It's less than two weeks till my PhD oral examination! I'm looking forward to the conversation and feel incredibly lucky to have Patrick Jagoda as external examiner, Ian Garrett as internal/external, and Sharon Hayashi as exam committee chair, along with my amazing dissertation committee, Caitlin Fisher (supervisor), Jennifer Jenson, and Graham Wakefield.
In the process of preparing for the big day, I figured I'd post the abstract for anyone who might be curious.
The Shadowpox Storyworld as Citizen Science Fiction: Building Co-Immunity through Participatory Mixed-Reality Storytelling
A dissertation submitted to the Faculty of Graduate Studies in partial fulfillment of the requirements for the degree of Doctor of Philosophy
Graduate Program in Cinema and Media Studies
York University, Toronto, Ontario, Canada
Scientific evidence can influence us in decisions like whether to get immunized, but so can storytelling, the artful show-and-tell of cause-and-effect which can convey misinformation as readily as it does fact. Building on inoculation theory and active learning, I argue in “The Shadowpox Storyworld as Citizen Science Fiction: Building Co-Immunity through Participatory Mixed-Reality Storytelling” that a new form of participatory storytelling called “citizen science fiction” can intervene in vaccine hesitancy by helping people explore what makes a story compelling, what makes science convincing, and how fear and distrust can be engineered to sway us away from action we might otherwise take. This research-creation dissertation recounts the design and testing of three multimodal experiments in a single science fiction storyworld, titled Shadowpox. The first experiment is a full-body videogame, the second is a networked narrative, and the third is a new form, a pedagogical-dramatic art hybrid I am calling a “courseplay”.

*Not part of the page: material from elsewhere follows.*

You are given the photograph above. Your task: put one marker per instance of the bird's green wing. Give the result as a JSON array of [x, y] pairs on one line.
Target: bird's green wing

The design of the gallery-installation videogame Shadowpox: The Antibody Politic began with generative visual effects motion-tracked to the player’s body and avatar, but its procedural rhetoric came together only with the addition of 99 other avatars embodying the concept of community immunity. The vaccine-trial role-play of Shadowpox: The Cytokine Storm re-imagines immunity as an acquired superpower whose bearers are framed as villains as often as they’re hailed as heroes, inviting participants to think more deeply about the story design and real-life toll of misinformation. With the advent of Covid-19, these pre-pandemic workshops in London, Cape Town, and Manitoulin Island were joined by the online courseplay Digital Culture: Science & Fiction, where York University students in lockdown blended reading, writing and role-playing to explore the scientific and social-media dynamics around a historic rollout of new vaccines. I propose a new research-creation pedagogy, “action refraction,” to help learners reflect on the interplay between evidence, affect, fiction, and alternative-fact confection. Citizen science fiction as a broader methodology, meanwhile, has the potential to promote participants and researchers alike from storytellers into story-listeners, moving from the one-way explanation of many scientific-literacy efforts to the reciprocal empathy essential for truly healthy citizenship.